Some members of the Falkland Islands Legislative Council, who are currently pondering whether or not smoking should be banned from public places in the Islands, today reacted negatively to the suggestion in a Mercopress report on this subject (Thursday 10th August) that the Falklands is a community of heavy smokers, something that Councillor Mike Summers referred to as a slur on our good behaviour.
The Falkland Islands Government Medical Department is currently carrying out a survey on the smoking habits and has circulated questionnaires to everybody over the age of sixteen on the hospital's database.
According to Councillor Mike Rendell, who holds the Public Health Portfolio, while some 1800 of these questionnaires have not yet been returned and probably never will be, the 800 completed questionnaires received indicate that just over 24% have declared themselves as smokers.
Comments Cllr.
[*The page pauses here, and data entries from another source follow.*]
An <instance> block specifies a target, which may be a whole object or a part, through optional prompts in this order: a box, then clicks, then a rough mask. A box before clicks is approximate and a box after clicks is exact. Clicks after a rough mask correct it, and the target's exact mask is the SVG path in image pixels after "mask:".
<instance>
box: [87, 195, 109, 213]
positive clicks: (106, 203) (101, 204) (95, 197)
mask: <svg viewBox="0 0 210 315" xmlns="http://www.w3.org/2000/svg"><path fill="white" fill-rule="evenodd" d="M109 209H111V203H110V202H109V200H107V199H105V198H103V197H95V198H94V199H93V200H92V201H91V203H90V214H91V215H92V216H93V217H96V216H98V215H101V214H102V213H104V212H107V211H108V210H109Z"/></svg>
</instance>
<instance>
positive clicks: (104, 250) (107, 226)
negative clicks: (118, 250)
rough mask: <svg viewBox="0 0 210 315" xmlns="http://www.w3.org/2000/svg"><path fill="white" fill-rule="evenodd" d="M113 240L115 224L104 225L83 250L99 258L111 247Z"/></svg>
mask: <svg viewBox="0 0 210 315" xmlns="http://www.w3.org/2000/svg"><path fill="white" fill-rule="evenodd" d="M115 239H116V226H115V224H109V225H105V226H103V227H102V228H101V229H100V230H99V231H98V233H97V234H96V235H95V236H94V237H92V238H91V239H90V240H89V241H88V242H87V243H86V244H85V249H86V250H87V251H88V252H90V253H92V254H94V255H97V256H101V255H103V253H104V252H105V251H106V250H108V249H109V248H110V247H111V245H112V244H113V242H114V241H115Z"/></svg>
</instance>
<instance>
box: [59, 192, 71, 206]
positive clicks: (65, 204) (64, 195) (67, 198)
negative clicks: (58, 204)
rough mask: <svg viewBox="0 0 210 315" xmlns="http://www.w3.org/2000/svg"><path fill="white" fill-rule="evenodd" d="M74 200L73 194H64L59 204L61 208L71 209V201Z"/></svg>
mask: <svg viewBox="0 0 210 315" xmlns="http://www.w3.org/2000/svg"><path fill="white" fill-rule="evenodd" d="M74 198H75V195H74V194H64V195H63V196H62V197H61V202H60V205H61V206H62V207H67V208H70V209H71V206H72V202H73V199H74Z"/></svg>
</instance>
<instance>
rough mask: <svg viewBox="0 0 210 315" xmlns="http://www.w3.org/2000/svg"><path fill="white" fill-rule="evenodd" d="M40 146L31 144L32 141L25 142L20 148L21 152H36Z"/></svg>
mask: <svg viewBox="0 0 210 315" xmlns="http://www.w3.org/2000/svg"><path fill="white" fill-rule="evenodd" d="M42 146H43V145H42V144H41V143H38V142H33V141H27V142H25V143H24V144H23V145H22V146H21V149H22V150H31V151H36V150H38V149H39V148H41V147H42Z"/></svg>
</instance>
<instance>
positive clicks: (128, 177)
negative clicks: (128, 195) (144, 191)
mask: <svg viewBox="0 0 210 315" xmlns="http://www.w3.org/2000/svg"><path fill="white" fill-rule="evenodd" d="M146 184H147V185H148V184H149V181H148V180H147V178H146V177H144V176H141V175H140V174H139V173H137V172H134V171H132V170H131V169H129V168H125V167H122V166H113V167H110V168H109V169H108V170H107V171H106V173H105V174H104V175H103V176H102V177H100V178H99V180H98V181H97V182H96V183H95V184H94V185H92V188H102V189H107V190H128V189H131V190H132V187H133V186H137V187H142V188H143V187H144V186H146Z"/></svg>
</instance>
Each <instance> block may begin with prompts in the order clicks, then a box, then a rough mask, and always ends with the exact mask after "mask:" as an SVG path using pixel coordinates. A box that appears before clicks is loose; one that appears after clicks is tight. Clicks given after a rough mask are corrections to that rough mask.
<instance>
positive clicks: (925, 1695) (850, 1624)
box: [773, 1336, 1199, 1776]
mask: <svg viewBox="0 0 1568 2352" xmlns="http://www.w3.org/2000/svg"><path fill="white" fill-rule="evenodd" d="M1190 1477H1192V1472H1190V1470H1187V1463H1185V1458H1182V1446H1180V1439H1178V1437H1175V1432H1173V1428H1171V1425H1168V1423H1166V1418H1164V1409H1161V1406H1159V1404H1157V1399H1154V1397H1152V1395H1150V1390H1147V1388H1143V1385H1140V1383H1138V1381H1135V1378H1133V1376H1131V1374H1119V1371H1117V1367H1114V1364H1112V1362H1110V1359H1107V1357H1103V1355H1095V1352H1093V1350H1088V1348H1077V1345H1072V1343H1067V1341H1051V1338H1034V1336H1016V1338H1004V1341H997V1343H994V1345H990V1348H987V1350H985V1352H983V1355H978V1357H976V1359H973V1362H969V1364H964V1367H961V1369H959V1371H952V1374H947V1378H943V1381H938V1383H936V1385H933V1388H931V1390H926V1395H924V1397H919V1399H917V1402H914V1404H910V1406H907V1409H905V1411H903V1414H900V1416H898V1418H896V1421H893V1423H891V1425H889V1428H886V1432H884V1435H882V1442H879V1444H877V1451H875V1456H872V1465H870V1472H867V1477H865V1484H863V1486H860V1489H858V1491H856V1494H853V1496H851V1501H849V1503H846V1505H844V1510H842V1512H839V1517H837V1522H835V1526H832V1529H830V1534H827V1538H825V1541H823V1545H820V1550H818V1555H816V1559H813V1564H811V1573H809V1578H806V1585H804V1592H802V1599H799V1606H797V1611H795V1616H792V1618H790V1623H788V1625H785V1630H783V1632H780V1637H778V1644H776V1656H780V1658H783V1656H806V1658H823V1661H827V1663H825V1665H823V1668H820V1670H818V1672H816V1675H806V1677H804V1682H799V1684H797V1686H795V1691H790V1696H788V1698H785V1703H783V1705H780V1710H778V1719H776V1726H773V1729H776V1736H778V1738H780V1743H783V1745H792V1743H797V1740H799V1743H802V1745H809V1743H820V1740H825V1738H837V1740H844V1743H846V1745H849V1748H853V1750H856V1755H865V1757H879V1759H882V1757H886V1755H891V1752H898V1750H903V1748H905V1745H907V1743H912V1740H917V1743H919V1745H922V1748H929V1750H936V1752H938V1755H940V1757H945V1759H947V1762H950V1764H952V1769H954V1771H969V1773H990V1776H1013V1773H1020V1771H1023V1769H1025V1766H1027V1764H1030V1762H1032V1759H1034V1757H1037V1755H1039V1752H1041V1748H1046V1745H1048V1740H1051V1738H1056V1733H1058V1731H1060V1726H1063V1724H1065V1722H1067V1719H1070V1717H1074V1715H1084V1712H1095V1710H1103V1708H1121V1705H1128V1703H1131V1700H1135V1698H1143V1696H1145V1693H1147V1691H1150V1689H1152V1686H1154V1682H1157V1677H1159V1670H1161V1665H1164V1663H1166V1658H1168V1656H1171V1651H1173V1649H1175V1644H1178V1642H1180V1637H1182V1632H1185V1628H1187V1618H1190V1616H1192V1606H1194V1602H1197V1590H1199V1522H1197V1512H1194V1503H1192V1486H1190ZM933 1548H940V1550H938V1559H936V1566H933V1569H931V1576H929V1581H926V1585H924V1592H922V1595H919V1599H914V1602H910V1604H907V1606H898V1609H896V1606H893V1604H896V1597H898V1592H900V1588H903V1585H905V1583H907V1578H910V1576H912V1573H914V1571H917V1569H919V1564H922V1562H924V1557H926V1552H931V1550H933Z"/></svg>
Rendell, "Deduce from this what you will; it is impossible to say how many smokers have not responded. In statistical terms however I would suggest that the percentage of returns (about 30%) is sufficient to make a reasonably accurate estimate."
If the figure of 24% of the Falkland Islands population being smokers is accepted, it compares reasonably well with figures produced elsewhere.
In 2001, the most recent year for which numbers are available, the US Centers for Disease Control estimated that 25.2 % of all men and 20.7% of all women in the USA were current smokers.
According to Cancer Research UK, in 1948, when surveys of smoking began in Britain, smoking was extremely prevalent among men: 82% smoked some form of tobacco and 65% were cigarette smokers. By 1970, the percentage of cigarette smokers had fallen to 55%. From the 1970s onwards, smoking prevalence fell more rapidly, but since 1992 the rate has levelled out and, in 2002, 27% of men (aged 16 and over) were reported as smokers.
While the cost of treatment of smoking-related disease is a concern in the Falklands as it is elsewhere in the world, its councillors may take some comfort from surveys published by the World Health Organisation which indicate that in Uruguay, source of the recent critical comment about smoking in the Falklands, the percentage of adult smokers in 1998 was calculated at 49.5%.